Having such a large number of POWs on British soil meant that high ranking government and military officials had little option but to take an interest in the running of Handforth and the country’s other internment camps. On occasion, this meant that British officials had to make special journeys up to Handforth to inspect the camp or to help with foreign embassy visits. The American Embassy attaché, William Hepburn Buckler, for example, was accompanied on his tour by the Paymaster General, Lord Newton, who according to Buckler had already made “several personal inspections” of Handforth.
Lord Newton, otherwise known as Thomas Wodehouse Legh, had two reasons for taking such an interest in the running of the camp. First, there was a personal interest between Newton and Handforth. His family, the Leghs, were based at the palatial Lyme Hall in Cheshire from where they administered large tracts of land across the county. Thus the camp was almost on his doorstep. Second, in his diplomatic work, Newton concentrated on the concerns of POWs in Britain and overseas. From 1916 onwards, he had a special governmental role in this area.

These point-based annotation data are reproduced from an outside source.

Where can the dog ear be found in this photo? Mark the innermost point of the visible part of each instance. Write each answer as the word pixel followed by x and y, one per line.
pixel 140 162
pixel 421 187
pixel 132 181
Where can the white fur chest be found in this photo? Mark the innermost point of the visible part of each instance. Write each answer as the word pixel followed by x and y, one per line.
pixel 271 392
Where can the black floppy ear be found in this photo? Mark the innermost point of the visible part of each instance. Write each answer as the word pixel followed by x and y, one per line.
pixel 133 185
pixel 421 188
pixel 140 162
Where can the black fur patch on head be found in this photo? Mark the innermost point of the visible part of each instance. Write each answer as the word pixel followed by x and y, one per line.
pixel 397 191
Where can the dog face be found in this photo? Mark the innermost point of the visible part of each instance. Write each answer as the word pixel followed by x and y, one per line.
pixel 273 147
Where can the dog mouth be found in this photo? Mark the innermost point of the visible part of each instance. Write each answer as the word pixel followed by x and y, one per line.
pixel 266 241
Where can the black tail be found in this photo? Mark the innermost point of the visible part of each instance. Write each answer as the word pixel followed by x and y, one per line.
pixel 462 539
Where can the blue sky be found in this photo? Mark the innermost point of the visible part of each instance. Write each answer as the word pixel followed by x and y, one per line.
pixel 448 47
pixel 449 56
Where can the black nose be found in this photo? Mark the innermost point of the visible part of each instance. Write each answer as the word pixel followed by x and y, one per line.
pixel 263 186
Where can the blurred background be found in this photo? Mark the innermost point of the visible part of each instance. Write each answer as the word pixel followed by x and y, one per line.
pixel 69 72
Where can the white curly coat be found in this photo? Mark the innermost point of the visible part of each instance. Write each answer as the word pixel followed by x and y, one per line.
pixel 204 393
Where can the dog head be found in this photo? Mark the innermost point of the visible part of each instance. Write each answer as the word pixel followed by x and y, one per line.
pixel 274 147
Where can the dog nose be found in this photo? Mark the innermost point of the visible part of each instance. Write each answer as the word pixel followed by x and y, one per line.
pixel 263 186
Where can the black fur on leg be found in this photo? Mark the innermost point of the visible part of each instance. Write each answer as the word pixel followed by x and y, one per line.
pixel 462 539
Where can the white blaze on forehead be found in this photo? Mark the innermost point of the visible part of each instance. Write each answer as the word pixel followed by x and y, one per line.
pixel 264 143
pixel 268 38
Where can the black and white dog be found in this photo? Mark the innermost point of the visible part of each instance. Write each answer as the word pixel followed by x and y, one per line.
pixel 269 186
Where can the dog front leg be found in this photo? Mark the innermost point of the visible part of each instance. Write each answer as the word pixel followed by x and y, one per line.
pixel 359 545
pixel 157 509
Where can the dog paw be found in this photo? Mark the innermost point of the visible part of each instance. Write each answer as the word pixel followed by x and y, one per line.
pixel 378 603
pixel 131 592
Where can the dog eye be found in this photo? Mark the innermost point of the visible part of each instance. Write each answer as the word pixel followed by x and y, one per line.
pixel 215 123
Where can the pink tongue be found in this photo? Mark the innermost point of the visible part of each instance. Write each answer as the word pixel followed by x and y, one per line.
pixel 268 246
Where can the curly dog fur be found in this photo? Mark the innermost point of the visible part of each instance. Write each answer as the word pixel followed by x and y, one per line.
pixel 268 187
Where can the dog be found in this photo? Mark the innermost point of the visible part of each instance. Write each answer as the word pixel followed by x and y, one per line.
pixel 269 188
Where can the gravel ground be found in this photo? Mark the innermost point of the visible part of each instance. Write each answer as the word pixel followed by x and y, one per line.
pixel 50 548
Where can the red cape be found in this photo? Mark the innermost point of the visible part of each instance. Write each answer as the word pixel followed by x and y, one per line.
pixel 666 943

Another repeated visitor to Handforth was Sir William Henry Mackinnon. When the war started, Mackinnon was the General in charge of the British army’s Western Command. As the headquarters of this division was in Chester, it was presumably an easy matter for Mackinnon to make the short journey east to the Handforth camp. Like Newton therefore, Mackinnon had both geographical and official reasons for taking an interest in the camp’s operation.